Clemson University’s landscaping services prepped the location, which had included testing and making amendments to the soil. It also planted the tree and provided the mulch.

“The tree will be cared for using methods prescribed by the experts at Musser,” said Tommy Fallaw, director of landscaping services. “We have more than 7,000 inventoried trees on the main campus alone, but this one will certainly become one of our most special trees.”

University landscape architect Barret Anderson coordinated with landscaping services to develop a suitable location for planting.

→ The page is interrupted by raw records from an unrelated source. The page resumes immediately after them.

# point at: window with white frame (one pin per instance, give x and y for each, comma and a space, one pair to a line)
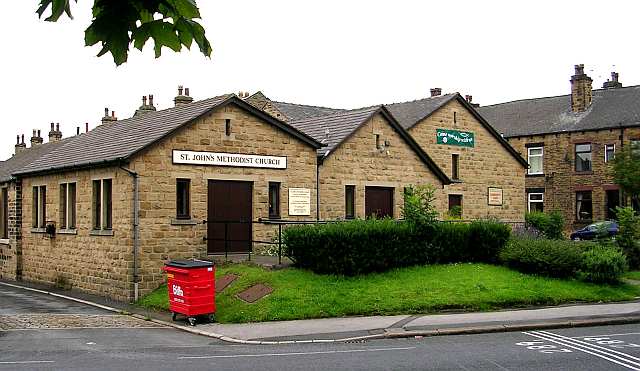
102, 196
39, 207
609, 152
535, 156
535, 201
68, 206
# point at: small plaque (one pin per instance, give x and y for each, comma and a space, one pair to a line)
495, 196
255, 293
224, 281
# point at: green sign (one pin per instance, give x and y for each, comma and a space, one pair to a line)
455, 138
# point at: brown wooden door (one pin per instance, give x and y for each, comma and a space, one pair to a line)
229, 216
378, 201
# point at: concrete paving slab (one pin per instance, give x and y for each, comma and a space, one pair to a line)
248, 331
564, 312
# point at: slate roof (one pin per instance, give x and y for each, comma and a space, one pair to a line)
610, 108
122, 139
297, 112
410, 113
334, 129
21, 159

For several centuries, Newton (1642-1727) has been regarded as the father of modern physics. He conceived that the same force that caused the apple to fall straight down from the tree was also the force that governed the motion of the moon and planets. But his achievements in the physical sciences were matched by his innovations in mathematical research, and he is credited by many as the creator of calculus, the branch of mathematics upon which modern science is based. Newton was also a chemist and historian. Though much of his work has since been revised and improved upon, he inarguably remains one of the greatest scientists in human history.

The Clemson tree is only about 7 feet tall and is as thin as a broomstick. But in the years to come, it should grow many times larger, providing fruit for hungry passersby as well as food for thought for curious minds.